Kotabaru, penanews.net – Kepala Desa Tanjung Lalak Selatan, inisial RD, menyampaikan hak jawab atas pemberitaan sebelumnya yang memuat pernyataan Nurani mengenai dugaan tuduhan pencurian telepon genggam terhadap anaknya. Klarifikasi tersebut disampaikan kepada penanews.net melalui sambungan telepon WhatsApp, Jumat (17/7/2026).
Dalam keterangannya, RD membantah telah menuduh anak Nurani mencuri telepon genggam miliknya. Ia menegaskan bahwa dirinya hanya meminta keterangan karena telepon genggam tersebut dilaporkan hilang di rumahnya saat anak tersebut menginap.
“Saya tidak menuduh. Saya hanya menanyakan kepada anak itu karena handphone hilang di rumah saya. Saat itu yang tidur di rumah hanya anak tersebut bersama rombongan anggota sepak bola. Jadi wajar jika saya meminta keterangan,” ujar RD.
Menurut RD, pertanyaan tersebut semata-mata dilakukan untuk mengetahui informasi terkait hilangnya telepon genggam. Ia menegaskan tidak memiliki maksud menuduh ataupun menyimpulkan bahwa anak tersebut sebagai pelaku.
RD juga membantah pernyataan yang menyebut dirinya membawa maupun melaporkan anak tersebut ke pihak kepolisian. Ia memastikan tidak pernah membuat laporan polisi terkait kasus kehilangan telepon genggam tersebut.
“Saya tidak membawa anak itu ke polisi dan saya juga tidak pernah melaporkan kehilangan handphone ini kepada pihak kepolisian,” tegasnya.

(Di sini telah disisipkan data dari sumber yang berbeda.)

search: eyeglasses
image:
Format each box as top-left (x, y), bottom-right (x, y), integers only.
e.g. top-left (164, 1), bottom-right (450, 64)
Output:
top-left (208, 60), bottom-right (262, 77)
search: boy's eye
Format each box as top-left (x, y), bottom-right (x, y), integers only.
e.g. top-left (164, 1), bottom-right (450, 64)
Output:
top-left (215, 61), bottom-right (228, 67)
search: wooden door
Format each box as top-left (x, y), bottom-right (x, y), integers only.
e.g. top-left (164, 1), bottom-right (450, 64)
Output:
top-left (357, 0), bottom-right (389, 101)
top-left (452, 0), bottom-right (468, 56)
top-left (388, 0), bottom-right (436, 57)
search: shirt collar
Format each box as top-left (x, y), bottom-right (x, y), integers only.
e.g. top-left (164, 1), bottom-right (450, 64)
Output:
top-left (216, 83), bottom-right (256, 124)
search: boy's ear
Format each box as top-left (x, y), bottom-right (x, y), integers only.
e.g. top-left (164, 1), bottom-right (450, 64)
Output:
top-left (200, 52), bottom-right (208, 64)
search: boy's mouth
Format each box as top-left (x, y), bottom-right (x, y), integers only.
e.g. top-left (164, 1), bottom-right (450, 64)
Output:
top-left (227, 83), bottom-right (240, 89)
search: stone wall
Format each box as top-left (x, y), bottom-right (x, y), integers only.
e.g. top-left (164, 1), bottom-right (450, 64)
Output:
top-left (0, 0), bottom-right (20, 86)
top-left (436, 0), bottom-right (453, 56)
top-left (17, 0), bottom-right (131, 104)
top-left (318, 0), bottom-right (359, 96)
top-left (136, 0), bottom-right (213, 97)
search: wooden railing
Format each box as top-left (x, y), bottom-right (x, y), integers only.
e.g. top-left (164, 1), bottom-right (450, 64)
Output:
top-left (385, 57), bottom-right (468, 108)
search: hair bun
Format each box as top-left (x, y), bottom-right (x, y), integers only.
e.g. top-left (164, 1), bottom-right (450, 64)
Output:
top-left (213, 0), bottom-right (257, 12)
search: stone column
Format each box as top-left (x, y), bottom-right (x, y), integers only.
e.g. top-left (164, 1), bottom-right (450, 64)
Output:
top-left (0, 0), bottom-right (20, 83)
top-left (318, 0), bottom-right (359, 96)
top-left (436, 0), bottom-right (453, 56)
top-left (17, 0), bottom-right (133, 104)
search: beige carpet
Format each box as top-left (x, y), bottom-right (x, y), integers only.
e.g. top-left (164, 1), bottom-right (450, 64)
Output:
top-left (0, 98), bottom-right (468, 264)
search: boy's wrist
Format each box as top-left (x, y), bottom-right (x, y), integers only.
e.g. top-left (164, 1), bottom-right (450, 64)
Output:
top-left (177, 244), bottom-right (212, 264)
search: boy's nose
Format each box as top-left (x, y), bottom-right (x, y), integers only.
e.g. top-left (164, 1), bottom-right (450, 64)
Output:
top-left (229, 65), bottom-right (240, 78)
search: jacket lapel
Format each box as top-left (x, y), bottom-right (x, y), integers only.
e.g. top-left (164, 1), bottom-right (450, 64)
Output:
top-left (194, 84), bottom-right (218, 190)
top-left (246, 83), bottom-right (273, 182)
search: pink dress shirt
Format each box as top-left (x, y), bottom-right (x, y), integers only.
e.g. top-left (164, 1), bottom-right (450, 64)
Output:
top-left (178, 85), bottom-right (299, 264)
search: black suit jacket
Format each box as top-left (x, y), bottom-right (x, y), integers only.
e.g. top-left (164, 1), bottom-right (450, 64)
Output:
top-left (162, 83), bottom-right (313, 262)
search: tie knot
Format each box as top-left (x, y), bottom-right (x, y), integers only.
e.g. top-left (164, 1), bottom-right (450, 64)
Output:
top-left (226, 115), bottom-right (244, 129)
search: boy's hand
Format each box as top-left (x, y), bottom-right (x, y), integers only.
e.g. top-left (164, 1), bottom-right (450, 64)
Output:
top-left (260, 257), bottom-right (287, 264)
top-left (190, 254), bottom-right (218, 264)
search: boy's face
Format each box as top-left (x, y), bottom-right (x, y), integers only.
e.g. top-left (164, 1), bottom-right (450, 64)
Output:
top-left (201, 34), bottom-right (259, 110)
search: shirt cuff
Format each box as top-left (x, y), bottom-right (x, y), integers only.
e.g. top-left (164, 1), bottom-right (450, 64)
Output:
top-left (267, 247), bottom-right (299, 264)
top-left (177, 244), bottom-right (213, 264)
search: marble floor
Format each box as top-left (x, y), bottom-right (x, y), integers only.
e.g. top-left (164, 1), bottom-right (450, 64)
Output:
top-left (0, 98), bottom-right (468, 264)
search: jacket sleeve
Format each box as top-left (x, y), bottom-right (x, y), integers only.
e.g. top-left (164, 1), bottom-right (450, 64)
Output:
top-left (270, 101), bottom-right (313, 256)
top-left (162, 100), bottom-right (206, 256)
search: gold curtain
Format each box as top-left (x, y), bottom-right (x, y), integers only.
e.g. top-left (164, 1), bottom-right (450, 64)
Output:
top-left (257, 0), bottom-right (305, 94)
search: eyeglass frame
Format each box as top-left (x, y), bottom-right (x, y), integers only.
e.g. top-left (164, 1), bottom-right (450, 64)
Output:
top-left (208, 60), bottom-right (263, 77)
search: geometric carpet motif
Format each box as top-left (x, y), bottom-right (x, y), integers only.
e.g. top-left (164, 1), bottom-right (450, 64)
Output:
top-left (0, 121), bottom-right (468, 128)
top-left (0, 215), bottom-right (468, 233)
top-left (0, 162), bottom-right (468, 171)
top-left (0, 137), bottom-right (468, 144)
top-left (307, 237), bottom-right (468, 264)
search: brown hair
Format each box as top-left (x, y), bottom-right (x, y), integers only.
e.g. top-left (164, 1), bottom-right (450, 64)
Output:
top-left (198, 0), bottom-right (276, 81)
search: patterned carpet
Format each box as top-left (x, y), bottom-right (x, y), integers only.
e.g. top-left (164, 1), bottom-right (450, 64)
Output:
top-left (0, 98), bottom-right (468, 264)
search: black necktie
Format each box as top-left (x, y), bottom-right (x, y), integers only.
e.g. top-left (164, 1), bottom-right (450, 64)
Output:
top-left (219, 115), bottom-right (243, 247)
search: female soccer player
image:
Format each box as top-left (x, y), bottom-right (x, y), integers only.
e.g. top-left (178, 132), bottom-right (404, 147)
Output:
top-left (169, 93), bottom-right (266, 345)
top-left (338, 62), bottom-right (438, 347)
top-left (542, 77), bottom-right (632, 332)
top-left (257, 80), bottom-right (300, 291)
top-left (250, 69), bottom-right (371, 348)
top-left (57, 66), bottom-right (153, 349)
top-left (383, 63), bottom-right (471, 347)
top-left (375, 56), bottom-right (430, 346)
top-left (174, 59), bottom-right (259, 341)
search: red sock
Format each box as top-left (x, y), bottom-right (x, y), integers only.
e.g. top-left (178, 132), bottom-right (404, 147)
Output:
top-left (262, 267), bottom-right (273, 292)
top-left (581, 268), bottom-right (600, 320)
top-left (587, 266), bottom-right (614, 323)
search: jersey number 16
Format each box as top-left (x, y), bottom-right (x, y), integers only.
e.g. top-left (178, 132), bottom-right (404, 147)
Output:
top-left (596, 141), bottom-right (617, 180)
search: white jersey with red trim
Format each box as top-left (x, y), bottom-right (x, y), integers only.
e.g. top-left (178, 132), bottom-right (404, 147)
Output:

Sebelumnya, Nurani kepada penanews.net pada Rabu (15/7/2026) menyatakan anaknya diduga dituduh mencuri telepon genggam dan dilaporkan ke polisi. Menurut Nurani, dugaan tersebut tidak terbukti dan peristiwa itu membuat anaknya mengalami trauma hingga enggan kembali mengikuti kegiatan belajar di sekolah.
Sebelum menerbitkan pemberitaan sebelumnya, redaksi penanews.net telah berupaya meminta konfirmasi kepada RD melalui pesan WhatsApp pada Kamis (16/7/2026). Namun hingga berita diterbitkan, belum ada tanggapan. Klarifikasi dari RD baru diterima pada Jumat (17/7/2026). Pemuatan hak jawab ini merupakan bentuk pemenuhan prinsip keberimbangan, akurasi, dan profesionalisme dalam pemberitaan sesuai dengan Kode Etik Jurnalistik.